Неожиданно вечернюю тишину и спокойствие нарушил насмешливый, звонкий голос:
- Слабак, - произнес голос всего одно слово, но оно заставило Павла вскочить со скамейки. Он бы решил, что это ему показалось, но этот же голос добавил: - Превосходно. Вот ты и встал.
- Кто здесь? – выпалил Павел и огляделся. Он заглянул даже под скамейку, но не увидел никого, кроме плегавой вшивой собачонки с разодранным ухом, рывшейся в мусорном бачке. Дворняжка эта высунула морду из бачка, держа в зубах консервную банку. Поставив ее на скамейку, она села и внимательно посмотрела на парня.
- А кого бы ты хотел увидеть? – снова прозвучал голос, и Павел готов был поклясться, что в такт словам собачонка открывала и закрывала рот.

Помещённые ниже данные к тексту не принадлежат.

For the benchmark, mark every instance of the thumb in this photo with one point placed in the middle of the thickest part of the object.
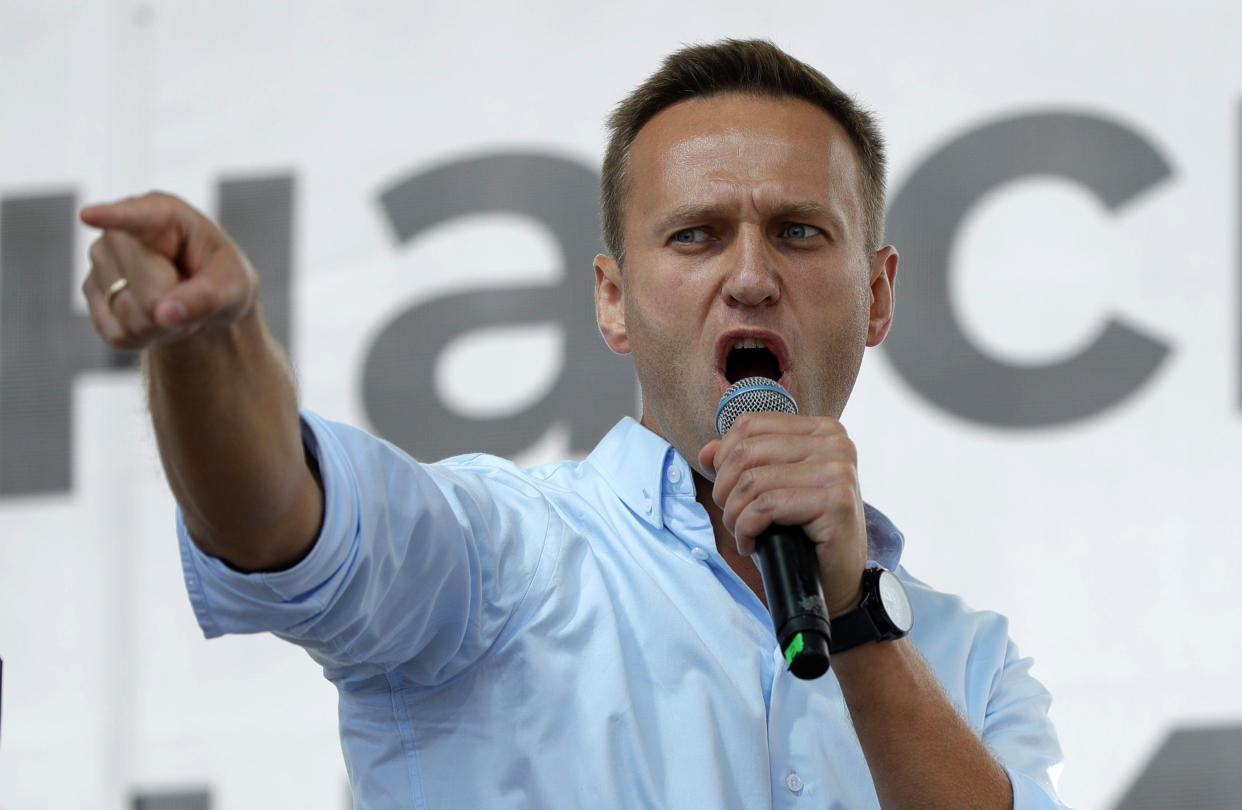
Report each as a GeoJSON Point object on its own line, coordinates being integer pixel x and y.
{"type": "Point", "coordinates": [707, 456]}
{"type": "Point", "coordinates": [204, 297]}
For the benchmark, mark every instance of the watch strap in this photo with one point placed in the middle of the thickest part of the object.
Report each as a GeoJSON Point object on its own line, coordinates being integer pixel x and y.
{"type": "Point", "coordinates": [851, 630]}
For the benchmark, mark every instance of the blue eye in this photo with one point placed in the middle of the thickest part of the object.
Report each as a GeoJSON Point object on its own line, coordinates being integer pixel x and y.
{"type": "Point", "coordinates": [800, 230]}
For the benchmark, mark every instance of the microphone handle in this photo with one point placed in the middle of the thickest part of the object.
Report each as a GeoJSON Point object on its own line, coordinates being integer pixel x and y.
{"type": "Point", "coordinates": [795, 598]}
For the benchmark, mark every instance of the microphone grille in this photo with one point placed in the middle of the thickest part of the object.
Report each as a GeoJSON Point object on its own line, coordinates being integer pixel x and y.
{"type": "Point", "coordinates": [750, 395]}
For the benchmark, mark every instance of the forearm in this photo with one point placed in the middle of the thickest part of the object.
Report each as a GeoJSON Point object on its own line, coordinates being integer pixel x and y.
{"type": "Point", "coordinates": [224, 406]}
{"type": "Point", "coordinates": [918, 748]}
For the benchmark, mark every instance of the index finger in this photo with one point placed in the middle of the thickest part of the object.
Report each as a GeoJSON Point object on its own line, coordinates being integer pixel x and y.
{"type": "Point", "coordinates": [159, 220]}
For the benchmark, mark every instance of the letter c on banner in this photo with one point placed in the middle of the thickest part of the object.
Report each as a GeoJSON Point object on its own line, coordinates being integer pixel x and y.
{"type": "Point", "coordinates": [927, 343]}
{"type": "Point", "coordinates": [595, 388]}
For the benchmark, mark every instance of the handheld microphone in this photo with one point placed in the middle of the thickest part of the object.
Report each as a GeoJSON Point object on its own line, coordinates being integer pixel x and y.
{"type": "Point", "coordinates": [786, 557]}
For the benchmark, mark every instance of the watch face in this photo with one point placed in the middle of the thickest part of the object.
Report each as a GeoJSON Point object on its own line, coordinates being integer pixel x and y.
{"type": "Point", "coordinates": [896, 603]}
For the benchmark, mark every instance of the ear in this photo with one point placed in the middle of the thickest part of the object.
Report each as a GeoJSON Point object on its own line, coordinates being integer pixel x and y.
{"type": "Point", "coordinates": [610, 303]}
{"type": "Point", "coordinates": [883, 285]}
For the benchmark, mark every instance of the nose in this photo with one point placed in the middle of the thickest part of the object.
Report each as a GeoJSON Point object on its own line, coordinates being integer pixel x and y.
{"type": "Point", "coordinates": [752, 278]}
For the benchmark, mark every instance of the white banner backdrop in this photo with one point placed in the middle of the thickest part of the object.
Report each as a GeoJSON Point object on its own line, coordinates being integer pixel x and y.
{"type": "Point", "coordinates": [1110, 539]}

- Вы это мне? – окончательно сконфузился парень, продолжая с надеждой оглядываться по сторонам и невольно отшагнув от собаки.
- А здесь есть кто-то еще?
Теперь он был уверен, что отвечают именно на его вопросы.
- Тогда кто вы?
- Да погляди же ты вниз, остолоп.
Так и есть. Говорила именно эта собачонка, и Павел решил, что он повредился умом, когда так долго мучил себя одиночеством.
- ТЫ не можешь говорить, - наконец, изрек он.
- Позволь, но ведь я говорю, и это уже противоречит твоему утверждению. То, что я собака, не значит, что я нема, как рыба. Хотя насчет рыб я бы тоже поспорила. Внушаемые с детства стереотипы значительно портят и без того недалекому человеку жизнь, и это, в отличие от твоего утверждения, установленный факт.
- Сгинь, - выпалил Павел и отступил еще на шаг. Говорящая, но еще и ученая собака пугала его вдвойне.
- Это куда же мне сгинуть? - весело пролаяла собака и облизнула крышку банки. – Я здесь живу. А вот что здесь делаешь ты?
- Гуляю, - осторожно сказал Павел.
- Врешь.
- И совсем не вру, - обиделся он, - и уже иду домой.
- Да постой же ты, - воскликнула собачонка и, прихватив банку, поспешила за удаляющимся Павлом. Обогнав его, она села на тропинке, преградив путь. – Не уходи. Я так давно ни с кем не говорила, а иногда этого очень не хватает.
- Я не разговариваю с галлюцинациями.
- А я здесь при чем? Я настоящая. Вот сядь на скамейку. Сядь же, не бойся. Это займет одну минуту, не больше.
Павел на секунду задумался, но поразмыслив, что от одной минуты он ничего не потеряет, вернулся назад и исполнил просьбу.
Следом за ним собака вскочила на скамейку.
- Только ты не пугайся, - смущенно сказала она, - я щас тебя лизну, можно?
- Лучше не стоит.
- Но я все же лизну. Мне так иногда хочется делать, сама не знаю почему - и не успел Павел увернуться, как почувствовал теплый мокрый язык на собственной щеке. – Можно еще раз? – радостно воскликнула собачонка, виляя облезлым хвостом.
- Вот уж нет.
- Ладно, - понурилась она и снова принялась за банку. Казалось, теперь ее не занимает ничего, кроме еды.